Have you ever tried to put a shovel into the garden in late December? It bounces back. In our part of the world, the land hardens in the winter. We know it is coming, and accept it when it does. But we look for another, softer time.
When Narnia is under the spell of the White Witch it is always winter but never Christmas. The animals hide out; life recedes to the edges, people keep their distance, meeting only in secret.
We wish and hope for the restoration of life, when the land will yield to the shovel and life will spring up anew from the earth. In Narnia, it is Aslan’s breath that brings the spring. For Christians, it comes as God speaks, and returns to hearts grown cold from the hiding and separation.

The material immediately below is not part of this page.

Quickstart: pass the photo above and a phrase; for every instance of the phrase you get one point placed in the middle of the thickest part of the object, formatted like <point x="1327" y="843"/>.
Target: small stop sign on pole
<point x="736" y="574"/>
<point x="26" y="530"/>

In Advent, this is what we hope for and anticipate. As winter hardens around us, we are reminded that much of our lives are lived in this hope. It is the season of waiting. The psalmist reminds us of this with the little word “will,” used in almost every line. “Will” is not “might”; our advent hope is not uncertainty, but it is anticipation of what is coming but is not yet. What we anticipate is the fullness of what we have known in bits and pieces throughout our lives--when someone we love kisses us or we have the privilege of watching new life emerge from the womb or the barren ground.
The psalmist reminds us that a time is coming when the bits WILL come together in full embrace, righteousness with peace, and the land WILL yield its increase. The anticipation sees us through, and points out a way, as we set our course over the frozen ground.